The Transmission of Dance Knowledge
Springdance Festival, Stadsschouwberg, Utrecht
14.00 to 17.00, 19 April 2009
Public Panel Discussion — Springdance announcement link
Springdance Conference Panel 19 April 2009. Photo: Thomas Lenden
Panel Members (left to right in the above photo):
Scott deLahunta (Research Fellow, ARTI, Amsterdam School of the Arts)
Norah Zuniga-Shaw (Director of Dance & Technology, Department of Dance The Ohio State University)
Sally Jane Norman (Director of Culture Lab, Newcastle University)
Maaike Bleeker (Professor/ Chair Theatre Studies, Department of Media and Culture Studies, Utrecht University)
Bram Ieven (Assistant Professor of Literary Studies, Utrecht University)
Can contemporary choreography be brought into meaningful relationships with audiences outside of the normal conventions of dance creation and production? Would such exchanges constitute the transmission of dance knowledge? This panel featured two artist-initiated projects seeking to answer these and related questions by building unique resources for reflection on choreographic practice and for mediating interdisciplinary exchange.
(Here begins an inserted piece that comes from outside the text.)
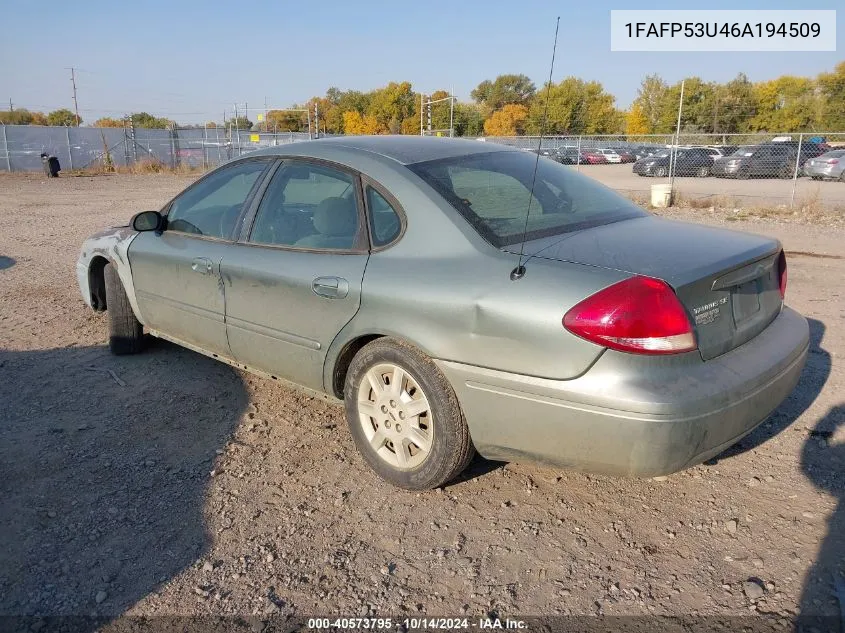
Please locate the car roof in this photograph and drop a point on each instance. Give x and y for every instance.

Norah Zuniga Shaw presenting Synchronous Objects. Photo: Thomas Lenden
Norah Zuniga Shaw described her recent work with choreographer William Forsythe and collaborators creating an interactive on-line learning environment that uses computer-aided analysis and design to illustrate the principles that animate Forsythe’s choreography One Flat Thing, reproduced. The aim of the project, titled Synchronous Objects, is to offer the general audience and professional researchers direct access to the “complex structures of choreographic organization”; and to serve as a platform where choreographic ideas can be expressed in alternative forms.
Scott deLahunta presenting Capturing Intention. Photo: Thomas Lenden
Scott deLahunta traced the beginnings of the Notation Research Project that aimed to “investigate systems for recording and transmitting the essential elements of Emio Greco | PC’s creative work”. That project, and its follow-up Capturing Intention, evolved to become part of a two-year collaborative, interdisciplinary research into “new methods for the documentation, transmission and preservation of contemporary choreographic and dance knowledge” entitled Inside Movement Knowledge (IMK) involving a new inter-institutional consortium of partners. deLahunta presented some of the results of the first eight months of this project.
Springdance Panel and Audience. Photo: Thomas Lenden
The presentations were followed by responses from Maaike Bleeker, Bram Ieven and Sally Jane Norman, specialists in a range of topics including performing and digital arts, cultural theory, philosophy, embodied perception and contemporary aesthetics. At the close of the session, questions and comments will be invited from the audience.